According to Hume, cause is defined as an object followed by another, and where all the objects, similar to the first, are followed by objects similar to the second. Further, effect is defined as that which immediately follows the cause. Given only this, there is no way of knowing exactly why the two are related.

Everything that we take for granted in our observations of existence then falls into the realm of superstition, as there is no universal law defining cause and effect. Rather, we can only see that a thing has happened before and suppose that the same will occur again.

In addition, given this definition of cause and effect, it would not be outside the constraints of possibility for a completely unrelated occurrence to manifest itself in any two connected events.

Given Hume’s example of the billiard balls, there is no necessary connection between the strike of the first and the motion of the second. Furthermore, it is only the outward impression of the senses with which we are basing our beliefs. There is no inward impression, no inward sense that this must be as such. "A caused B" is logically sufficient for "Events like A and events like B are constantly conjoined."

The absence of necessary connection is one aspect of Hume’s proposal that is debatable. One objection to this definition comes from Taylor, who reintroduces the concept of the necessary condition that Hume tried to eliminate. In Taylor’s analysis, A is not sufficient for B without some idea of power or efficacy. A is necessary for B if and only if as things were, B without A was impossible. Also, A is sufficient for B if and only if as things were, A without B is impossible. Taylor brings the idea of a necessary connection between events back into the picture. To say that B would not occur without the existence of A is to say that A is necessary for its occurrence. It is this necessary causation which is the primary divergence of Taylor from Hume.

| On Causal Prediction |

Some people argue that we as a species have been shaped by evolution so that we are good at forming correct causal beliefs on the basis of our experience.

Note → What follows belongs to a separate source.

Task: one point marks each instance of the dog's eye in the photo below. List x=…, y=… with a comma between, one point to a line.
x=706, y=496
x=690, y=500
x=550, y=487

An individual with greater capacity to predict an effect given a specific situation has a greater probability to succeed in that situation, hence a greater probability to survive and bear offspring. Thus, nature has selected those who are skilled at predicting outcome. The cumulative total of experiences forms the base with which we determine causality, and the skill to juxtaposition and correlate these experiences is a valuable trait for the survival of the individual.

Given Russell, Hume, and Taylor this view would likely fit best with Russell, as Russell at least acknowledges the "uniformity" of nature. Both Hume and Taylor feel that cause and effect are so arbitrary as to negate the necessary existence of such a principle; they do not rule it out but do not integrate it within their perspectives.

Russell, however, does address the permanence of the laws of nature. His view is that if a certain law is found to describe the behavior of a phenomenon, one expects this behavior to conform to these boundaries in the future. This arbitrary law of probability is not a certain method of prediction, but one must assume that if it has been true for a number of times it will continue on in this fashion.

Therefore, an individual who is skilled at forming causal predictions from prior experience will maintain an advantage so long as conditions persist in a causal fashion. It may happen that at some point A and B have no relationship, but the observation of previous connection forms the basis for one’s present behavior. There is no law of causality, but one makes the assumption that events will continue as they have. This may relegate prediction to the realm of superstition or faith, but in the absence of universal law it is the means with which one determines action.